A 山梨県石和町役場・スコレーセンター つぎに、研究を進めるにあたって、行政機関がどのように住民に男女平等への意識変革・政策を行っているか知るために石和町役場に伺いました。石和町役場では、住民に男女平等への意識を高めてもらうために、行政側から様々な活動を積極的に行っていました。 例えば、町民に対して男女平等への意識を高めてもらうため、区や病院・保育園等に要望があれば何処へでも行政側から出向き、出前講座を行っています。また、町民にジェンダーフリーをより身近に感じてもらうため、町立図書館(スコレーセンター内)や各小・中学校の図書館に、ジェンダーフリーコーナーを設け、男女平等に関する図書を設置し、積極的に町民に働きかけていました。 また、石和町には4つの部会から構成されている男女共同参画推進委員会がありました。

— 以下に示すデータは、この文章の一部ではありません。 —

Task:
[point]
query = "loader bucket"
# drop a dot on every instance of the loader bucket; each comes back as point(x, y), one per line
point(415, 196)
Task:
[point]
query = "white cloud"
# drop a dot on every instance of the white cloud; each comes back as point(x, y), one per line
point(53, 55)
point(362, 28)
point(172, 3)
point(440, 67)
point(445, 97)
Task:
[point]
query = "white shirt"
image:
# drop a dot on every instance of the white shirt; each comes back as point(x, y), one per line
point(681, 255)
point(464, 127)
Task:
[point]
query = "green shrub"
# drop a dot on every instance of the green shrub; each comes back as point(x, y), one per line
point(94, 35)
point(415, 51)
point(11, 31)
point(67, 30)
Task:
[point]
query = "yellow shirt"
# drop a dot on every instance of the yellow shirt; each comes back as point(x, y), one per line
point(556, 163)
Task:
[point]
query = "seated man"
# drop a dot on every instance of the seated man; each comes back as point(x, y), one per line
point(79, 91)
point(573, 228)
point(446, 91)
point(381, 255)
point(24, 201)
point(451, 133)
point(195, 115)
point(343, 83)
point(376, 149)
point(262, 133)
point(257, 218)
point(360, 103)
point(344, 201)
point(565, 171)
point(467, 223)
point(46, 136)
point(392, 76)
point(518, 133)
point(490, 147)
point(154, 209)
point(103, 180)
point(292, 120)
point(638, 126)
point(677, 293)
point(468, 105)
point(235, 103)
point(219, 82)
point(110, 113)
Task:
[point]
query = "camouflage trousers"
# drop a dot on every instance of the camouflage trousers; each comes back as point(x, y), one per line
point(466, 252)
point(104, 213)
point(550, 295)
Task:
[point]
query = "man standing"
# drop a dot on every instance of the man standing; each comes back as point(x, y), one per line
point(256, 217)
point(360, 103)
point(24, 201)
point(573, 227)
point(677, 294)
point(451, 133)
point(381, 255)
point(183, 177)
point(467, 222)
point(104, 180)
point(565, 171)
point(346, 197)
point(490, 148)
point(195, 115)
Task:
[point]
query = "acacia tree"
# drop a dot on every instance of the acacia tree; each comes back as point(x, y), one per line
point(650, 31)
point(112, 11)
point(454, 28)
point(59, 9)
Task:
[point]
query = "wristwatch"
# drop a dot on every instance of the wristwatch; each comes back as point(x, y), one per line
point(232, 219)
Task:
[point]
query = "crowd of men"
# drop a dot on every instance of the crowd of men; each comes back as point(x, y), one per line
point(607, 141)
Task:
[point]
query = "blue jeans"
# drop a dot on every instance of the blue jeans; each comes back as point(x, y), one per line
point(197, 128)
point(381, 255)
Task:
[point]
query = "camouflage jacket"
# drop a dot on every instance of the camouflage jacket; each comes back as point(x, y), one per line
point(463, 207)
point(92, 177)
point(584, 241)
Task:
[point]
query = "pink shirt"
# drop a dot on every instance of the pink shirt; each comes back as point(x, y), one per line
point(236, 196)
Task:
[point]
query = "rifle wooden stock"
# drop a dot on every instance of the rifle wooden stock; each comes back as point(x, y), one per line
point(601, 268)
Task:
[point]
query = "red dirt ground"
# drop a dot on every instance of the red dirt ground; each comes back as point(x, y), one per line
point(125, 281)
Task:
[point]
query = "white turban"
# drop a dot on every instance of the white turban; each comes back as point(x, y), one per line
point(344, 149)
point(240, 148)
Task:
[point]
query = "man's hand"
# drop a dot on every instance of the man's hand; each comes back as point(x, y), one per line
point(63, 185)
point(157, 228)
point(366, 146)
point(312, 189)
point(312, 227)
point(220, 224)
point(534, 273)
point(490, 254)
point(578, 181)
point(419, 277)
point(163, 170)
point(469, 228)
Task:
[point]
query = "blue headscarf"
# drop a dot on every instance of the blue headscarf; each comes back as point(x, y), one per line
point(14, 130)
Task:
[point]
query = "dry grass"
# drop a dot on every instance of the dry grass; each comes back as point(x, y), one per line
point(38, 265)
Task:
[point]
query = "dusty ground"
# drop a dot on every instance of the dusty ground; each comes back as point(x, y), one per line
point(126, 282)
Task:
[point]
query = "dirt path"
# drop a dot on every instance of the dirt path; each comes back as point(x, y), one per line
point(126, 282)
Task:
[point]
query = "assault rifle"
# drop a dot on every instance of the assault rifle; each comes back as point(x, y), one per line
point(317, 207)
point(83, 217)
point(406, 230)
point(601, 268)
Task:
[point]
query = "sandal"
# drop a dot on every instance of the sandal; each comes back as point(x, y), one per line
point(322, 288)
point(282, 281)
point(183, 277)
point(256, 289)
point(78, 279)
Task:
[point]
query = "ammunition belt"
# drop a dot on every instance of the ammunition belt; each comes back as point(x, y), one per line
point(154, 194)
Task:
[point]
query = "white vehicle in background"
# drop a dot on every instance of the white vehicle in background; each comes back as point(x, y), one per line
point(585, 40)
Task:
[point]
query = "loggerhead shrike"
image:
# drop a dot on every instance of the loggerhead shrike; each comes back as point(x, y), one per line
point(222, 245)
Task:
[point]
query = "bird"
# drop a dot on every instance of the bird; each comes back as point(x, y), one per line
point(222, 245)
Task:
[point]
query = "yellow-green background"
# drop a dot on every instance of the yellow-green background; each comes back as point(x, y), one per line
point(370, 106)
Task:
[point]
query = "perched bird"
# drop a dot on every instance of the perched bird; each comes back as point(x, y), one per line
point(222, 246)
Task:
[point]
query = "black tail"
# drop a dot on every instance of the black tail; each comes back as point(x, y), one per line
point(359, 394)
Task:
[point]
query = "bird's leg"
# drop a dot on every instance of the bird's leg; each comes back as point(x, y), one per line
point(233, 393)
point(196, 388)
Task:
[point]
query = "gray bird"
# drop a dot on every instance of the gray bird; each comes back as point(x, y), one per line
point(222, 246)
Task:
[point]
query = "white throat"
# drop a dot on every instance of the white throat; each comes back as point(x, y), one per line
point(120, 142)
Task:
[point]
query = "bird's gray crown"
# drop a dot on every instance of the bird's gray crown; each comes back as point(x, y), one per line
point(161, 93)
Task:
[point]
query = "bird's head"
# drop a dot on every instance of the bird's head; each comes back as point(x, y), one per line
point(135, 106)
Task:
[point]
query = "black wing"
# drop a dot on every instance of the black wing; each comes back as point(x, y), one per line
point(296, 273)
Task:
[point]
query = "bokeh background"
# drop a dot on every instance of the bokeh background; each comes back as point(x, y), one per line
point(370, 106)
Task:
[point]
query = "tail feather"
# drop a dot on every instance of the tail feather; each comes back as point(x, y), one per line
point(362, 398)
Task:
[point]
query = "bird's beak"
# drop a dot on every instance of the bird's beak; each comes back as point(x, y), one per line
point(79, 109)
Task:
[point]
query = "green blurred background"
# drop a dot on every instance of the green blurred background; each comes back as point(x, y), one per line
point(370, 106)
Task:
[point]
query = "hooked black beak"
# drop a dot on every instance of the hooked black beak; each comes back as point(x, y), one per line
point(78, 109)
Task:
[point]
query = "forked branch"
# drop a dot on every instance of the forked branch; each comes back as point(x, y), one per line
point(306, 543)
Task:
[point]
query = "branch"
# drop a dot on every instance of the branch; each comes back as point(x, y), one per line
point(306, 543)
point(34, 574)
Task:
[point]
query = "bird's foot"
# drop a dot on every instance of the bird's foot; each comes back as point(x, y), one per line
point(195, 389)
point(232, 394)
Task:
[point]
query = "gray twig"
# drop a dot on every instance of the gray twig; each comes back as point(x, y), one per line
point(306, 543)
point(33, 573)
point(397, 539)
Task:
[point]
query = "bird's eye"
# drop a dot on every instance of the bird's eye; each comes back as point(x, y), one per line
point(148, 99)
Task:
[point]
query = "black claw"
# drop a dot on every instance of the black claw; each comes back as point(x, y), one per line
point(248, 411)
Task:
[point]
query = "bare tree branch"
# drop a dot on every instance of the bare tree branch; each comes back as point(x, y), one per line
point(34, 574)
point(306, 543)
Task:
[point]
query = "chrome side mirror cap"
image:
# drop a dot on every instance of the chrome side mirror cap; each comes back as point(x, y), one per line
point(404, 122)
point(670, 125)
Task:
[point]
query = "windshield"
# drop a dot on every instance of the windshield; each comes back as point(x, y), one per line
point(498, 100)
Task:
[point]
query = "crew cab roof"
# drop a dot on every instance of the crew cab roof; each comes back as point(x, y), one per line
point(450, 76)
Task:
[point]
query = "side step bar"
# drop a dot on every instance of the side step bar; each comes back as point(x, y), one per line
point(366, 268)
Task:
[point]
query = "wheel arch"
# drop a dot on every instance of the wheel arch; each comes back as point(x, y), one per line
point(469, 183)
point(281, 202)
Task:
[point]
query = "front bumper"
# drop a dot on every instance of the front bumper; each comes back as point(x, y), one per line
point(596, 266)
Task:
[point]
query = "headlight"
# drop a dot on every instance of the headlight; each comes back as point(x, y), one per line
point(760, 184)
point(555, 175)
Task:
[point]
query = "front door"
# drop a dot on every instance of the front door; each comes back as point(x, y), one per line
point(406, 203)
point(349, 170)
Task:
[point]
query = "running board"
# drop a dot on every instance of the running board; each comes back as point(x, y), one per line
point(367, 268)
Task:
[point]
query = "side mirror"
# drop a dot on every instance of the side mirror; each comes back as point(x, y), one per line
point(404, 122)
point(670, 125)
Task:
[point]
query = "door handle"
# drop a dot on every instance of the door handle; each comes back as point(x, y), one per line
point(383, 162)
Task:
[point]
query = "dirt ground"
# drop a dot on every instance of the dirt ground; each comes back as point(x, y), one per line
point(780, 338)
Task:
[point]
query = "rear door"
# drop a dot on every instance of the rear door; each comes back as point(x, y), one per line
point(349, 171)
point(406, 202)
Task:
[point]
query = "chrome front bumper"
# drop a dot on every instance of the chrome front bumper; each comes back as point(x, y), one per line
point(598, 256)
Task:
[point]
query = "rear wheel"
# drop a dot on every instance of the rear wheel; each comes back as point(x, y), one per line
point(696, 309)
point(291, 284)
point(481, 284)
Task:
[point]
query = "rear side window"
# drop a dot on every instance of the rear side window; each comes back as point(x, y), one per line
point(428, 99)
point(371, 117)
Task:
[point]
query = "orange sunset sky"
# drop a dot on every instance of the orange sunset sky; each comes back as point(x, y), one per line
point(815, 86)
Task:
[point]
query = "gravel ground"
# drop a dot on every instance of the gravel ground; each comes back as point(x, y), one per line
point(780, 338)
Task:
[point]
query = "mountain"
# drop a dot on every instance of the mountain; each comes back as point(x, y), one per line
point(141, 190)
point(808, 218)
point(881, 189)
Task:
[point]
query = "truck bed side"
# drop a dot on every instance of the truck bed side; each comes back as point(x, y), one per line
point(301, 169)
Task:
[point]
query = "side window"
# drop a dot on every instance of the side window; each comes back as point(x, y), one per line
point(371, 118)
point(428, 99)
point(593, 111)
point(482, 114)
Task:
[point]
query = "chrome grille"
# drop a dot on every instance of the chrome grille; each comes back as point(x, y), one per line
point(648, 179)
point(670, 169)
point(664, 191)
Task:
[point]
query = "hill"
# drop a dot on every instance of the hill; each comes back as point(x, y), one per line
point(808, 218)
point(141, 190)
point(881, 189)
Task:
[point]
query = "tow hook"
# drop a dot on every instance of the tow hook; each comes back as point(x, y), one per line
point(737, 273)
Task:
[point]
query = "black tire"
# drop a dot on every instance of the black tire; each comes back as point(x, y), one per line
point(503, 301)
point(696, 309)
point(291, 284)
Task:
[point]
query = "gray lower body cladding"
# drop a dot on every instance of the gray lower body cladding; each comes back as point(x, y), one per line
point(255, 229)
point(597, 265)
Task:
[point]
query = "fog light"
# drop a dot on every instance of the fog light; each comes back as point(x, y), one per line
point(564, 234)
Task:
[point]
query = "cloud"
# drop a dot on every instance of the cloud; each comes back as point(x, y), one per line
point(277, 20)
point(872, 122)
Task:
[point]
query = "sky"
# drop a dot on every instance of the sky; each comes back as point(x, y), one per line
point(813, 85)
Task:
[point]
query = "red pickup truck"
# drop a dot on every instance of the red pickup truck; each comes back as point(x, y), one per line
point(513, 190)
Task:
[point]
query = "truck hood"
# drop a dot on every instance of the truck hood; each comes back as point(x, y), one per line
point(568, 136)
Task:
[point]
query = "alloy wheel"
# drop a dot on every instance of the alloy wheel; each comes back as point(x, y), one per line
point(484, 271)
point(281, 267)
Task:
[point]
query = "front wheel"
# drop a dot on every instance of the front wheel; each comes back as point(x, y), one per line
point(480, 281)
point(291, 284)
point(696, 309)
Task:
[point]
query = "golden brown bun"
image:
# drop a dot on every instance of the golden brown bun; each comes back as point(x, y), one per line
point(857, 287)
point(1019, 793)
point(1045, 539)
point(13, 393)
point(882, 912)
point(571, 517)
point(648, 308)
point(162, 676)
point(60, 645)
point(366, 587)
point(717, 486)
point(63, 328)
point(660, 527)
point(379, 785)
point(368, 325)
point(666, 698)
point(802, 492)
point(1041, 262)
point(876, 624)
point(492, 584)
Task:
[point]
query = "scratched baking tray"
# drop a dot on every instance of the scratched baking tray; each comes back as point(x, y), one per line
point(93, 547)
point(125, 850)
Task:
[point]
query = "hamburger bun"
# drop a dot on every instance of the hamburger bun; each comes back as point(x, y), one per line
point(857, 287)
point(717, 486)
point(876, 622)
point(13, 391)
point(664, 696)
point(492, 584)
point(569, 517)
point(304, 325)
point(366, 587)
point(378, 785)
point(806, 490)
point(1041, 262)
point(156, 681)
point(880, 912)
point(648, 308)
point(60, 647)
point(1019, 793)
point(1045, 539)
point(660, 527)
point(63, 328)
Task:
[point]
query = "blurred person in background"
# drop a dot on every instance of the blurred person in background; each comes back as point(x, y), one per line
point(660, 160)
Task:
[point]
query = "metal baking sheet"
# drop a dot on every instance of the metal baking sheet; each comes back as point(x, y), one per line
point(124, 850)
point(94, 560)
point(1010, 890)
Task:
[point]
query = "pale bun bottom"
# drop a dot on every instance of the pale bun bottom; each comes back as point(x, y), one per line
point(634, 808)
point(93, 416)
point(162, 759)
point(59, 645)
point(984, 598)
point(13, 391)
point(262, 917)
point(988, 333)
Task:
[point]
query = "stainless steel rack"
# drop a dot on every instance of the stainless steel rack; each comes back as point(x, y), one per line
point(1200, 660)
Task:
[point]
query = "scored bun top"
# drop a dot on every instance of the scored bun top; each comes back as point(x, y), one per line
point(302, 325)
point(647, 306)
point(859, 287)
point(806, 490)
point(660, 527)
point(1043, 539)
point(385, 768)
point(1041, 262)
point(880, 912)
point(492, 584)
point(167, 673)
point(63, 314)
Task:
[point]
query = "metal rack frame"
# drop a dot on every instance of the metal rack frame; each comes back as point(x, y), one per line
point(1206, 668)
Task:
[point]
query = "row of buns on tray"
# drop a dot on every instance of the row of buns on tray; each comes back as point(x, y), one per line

この委員会は、今年で2年目なのでまだまだ試行錯誤の状態なのだそうですが、行政側がすべて行うのではなく、町民が自ら作り、参加し、活動を行っていました。この委員会では広報誌「ホップステップジャンプ」も作成しており、行政だけでなく住民自らが住民の意識変革を行うために、このような活動を行っていました。 このように、石和町では行政側から住民への活発な働きかけがあり、いかにも行政主導の活動のように見られますが、行政側も住民と一緒になって男女共同参画社会への勉強を行っているのが特徴だと思いました。 B 長野県塩尻市役所男女共同参画課 男女共同参画都市宣言を全国に先駆けて行った都市が、現在どのような活動を行っているかを知るため、長野県塩尻市の男女共同参画課を訪問しました。 なぜ塩尻市が全国に先駆けて男女共同参画都市宣言を行ったかと言うと、現在の市長である三沢市長が、男女共同参画社会の必要性を強く感じ、市長選で男女共同参画社会に向けた取り組みを行うことを選挙公約としたので、全国に先駆けての男女共同参画都市宣言を行うに至りました。 現在塩尻市では、平成12年に作られた塩尻市男女共同参画基本条例に基づき塩尻市男女共同基本計画を作成中でした。また、広報誌「でこぼこ」を年4回作成し、ジャーナリストの先生を迎えての勉強会を行い男女共同参画への啓発活動も行っていました。 塩尻市に伺って、市民に男女平等への意識が進み難いというお話を伺いました。その原因は、地域の婦人会がそのまま男女平等参画委員会をやっているので、婦人会に参加しなければ男女平等参画委員会に参加し難い現状があり、婦人会のメンバーの高齢化も進んでいるので、男女平等の意識変革が浸透していかないと仰っていました。この婦人会の組織がそのまま男女平等参画委員会をしているので、男女平等が進まないという現状は他の地域に伺っても仰っていたことです。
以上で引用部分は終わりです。